· Ten years ago Commander Massoud was killed ·
It was probably a sign of the attack on the United States but international secret services failed to take it into account. Ten years after his assassination – on the eve of the attacks of September 11th which threw the country headlong into a new war – the Afghan Commander Ahmad Shah Massoud remains a legendary figure with no heirs and his vision of a united, free, independent and democratic Afghanistan still seems remote. On 9 September 2001, in Takhar Province in the country's north-eastern region, this hero of the resistance to the Soviet troops and later the Taliban was killed by a bomb carried by two Arabs pretending to be journalists of a Moroccan broadcasting station sent by Al Qaeda.
The son of an important police officer, posted first in Herat and later in Kabul, Massoud – born in the mountain valley of Panshir – had the opportunity to attend a Franco-Afghan secondary school, and subsequently to study at the prestigious Polytechnical University in the faculty of architecture, founded by virtue of the recent and growing Soviet interest in Afghanistan. This dual cultural influence, French and Soviet, was thus an additional part of the natural Islamic baggage of Massoud and in time was to determine his most important decisions.

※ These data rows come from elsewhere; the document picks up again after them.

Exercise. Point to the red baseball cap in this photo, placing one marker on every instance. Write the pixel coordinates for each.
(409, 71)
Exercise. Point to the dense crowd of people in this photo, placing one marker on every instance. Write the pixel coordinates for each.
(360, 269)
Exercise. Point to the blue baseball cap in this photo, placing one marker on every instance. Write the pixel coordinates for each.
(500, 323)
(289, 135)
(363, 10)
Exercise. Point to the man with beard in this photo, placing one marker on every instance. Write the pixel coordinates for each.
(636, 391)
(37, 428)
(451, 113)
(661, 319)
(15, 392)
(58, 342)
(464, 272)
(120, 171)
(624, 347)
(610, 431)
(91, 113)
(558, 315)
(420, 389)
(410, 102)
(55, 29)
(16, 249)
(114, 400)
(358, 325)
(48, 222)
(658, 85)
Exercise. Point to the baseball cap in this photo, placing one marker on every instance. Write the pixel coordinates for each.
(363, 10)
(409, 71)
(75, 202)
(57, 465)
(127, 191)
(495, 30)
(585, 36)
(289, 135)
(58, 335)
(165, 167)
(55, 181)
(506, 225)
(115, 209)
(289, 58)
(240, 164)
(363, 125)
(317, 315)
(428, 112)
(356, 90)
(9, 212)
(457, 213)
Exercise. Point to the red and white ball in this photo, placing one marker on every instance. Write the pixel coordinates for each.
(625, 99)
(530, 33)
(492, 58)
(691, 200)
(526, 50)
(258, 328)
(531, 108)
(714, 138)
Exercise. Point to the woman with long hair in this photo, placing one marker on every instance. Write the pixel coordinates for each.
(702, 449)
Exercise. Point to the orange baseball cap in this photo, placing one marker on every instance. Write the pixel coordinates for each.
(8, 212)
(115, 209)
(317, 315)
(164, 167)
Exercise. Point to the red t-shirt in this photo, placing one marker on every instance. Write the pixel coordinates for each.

The resistance that Massoud's military system offered to the Taliban’s attempt to take over proved effective, and as had happened in the 1980s, the action of his men was crucial in sanctioning the defeat of the Taliban movement, political even before it was military. Today Afghan political life is often structured around ethnic divisions and the country is still the scene of bloody conflict. Yet it is in Afghanistan, in this extraordinary strip of desert and mountains, that the future of international security is being played out and defended. It is here that Massoud fought for the whole of his life: he belonged to that political species – rare indeed – those condottieri capable of taking responsibility for commanding and at the same time capable of meditating on their aims, who are not guided by personal ambition but rather by a spirit of sacrifice and compassion. More than 100,000 Afghans, in tears, walked beside his mortal remains and today he lives on in the men and women of peace, in Afghanistan and throughout the world.